Check Point Research (CPR) has been tracking an extensive password-spraying operation targeting Microsoft 365 environments, conducted by an Iran-linked threat actor with a specific focus on the Middle East.
The campaign was not a single event but a calculated, three-stage offensive. According to CPR, the attack volume peaked in three distinct waves throughout March 2026: March 3, March 13, and March 23.
Unlike traditional brute-force attacks that hammer a single account, this campaign utilized password spraying, a technique that targets multiple accounts across an organization with a set of commonly used passwords. By rotating through multiple source IP addresses, the attackers made it significantly harder for security teams to block them based on simple indicators.
What makes this campaign particularly alarming is its apparent connection to physical military actions. The researchers identified a disturbing trend: the primary targets were municipalities, which are essential for managing a city’s response to physical damage from missiles.

As the report explains:
“We observe some correlation between the targets of this campaign to cities that were targeted by missile attacks from Iran during March. This suggests the campaign was likely intended to support kinetic operations and Bombing Damage Assessment (BDA) efforts”.

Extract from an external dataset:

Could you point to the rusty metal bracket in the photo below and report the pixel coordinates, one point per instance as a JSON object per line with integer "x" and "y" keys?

By gaining access to local government emails and systems, the threat actors could potentially monitor how cities were responding to strikes in real-time, allowing them to measure the effectiveness of their physical weaponry.
The operation followed a highly disciplined three-phase cycle to bypass geographic and technical restrictions:
- Scan: Intensive spraying against hundreds of organizations was conducted through frequently changed Tor exit nodes to avoid being blacklisted.

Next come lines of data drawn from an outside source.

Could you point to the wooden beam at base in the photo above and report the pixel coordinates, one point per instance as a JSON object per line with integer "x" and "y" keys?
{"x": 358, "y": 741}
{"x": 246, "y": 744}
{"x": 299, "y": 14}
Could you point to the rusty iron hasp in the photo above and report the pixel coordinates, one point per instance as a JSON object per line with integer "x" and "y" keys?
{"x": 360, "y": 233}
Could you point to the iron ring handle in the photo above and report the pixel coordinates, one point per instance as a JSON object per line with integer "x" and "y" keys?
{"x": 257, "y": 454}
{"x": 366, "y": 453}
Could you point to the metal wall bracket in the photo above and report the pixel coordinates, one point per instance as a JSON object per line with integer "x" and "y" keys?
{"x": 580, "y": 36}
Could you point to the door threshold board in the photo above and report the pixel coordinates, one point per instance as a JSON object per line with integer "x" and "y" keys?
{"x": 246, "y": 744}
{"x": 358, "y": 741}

- Infiltrate: Once valid credentials were found, the attackers used VPNs (specifically Windscribe and NordVPN) geolocated within Israel to evade geo-fencing protections.
- Exfiltrate: Finally, they leveraged these valid logins to access sensitive data, such as personal email content.

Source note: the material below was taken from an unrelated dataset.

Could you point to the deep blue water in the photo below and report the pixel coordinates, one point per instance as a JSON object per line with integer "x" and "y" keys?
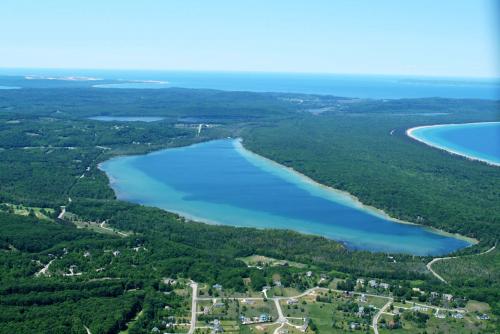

While the municipal sector was the primary focus, the campaign cast a wide net across Israel and the UAE. In total, over 300 organizations in Israel and more than 25 in the UAE were impacted. Other targeted sectors included:
- Technology & Software (63 organizations)
- Transportation, Logistics, & Aviation (32 organizations)
- Healthcare & Medical (28 organizations)
CPR assesses with “moderate confidence” that this activity aligns with Iranian interests and shares similarities with the known threat group Gray Sandstorm.
To defend against such persistent “double-threat” operations, security experts recommend several critical steps:
- Enforce Multi-Factor Authentication (MFA): This should be applied tenant-wide for all users, with even stricter controls for administrative roles.
- Geo-fencing and Tor Blocking: Use conditional access to restrict logins from unapproved geographic locations and block high-risk networks like Tor.
- Monitor for Anomalies: Keep a close watch on sign-in logs for multiple authentication failures across many accounts coming from the same source.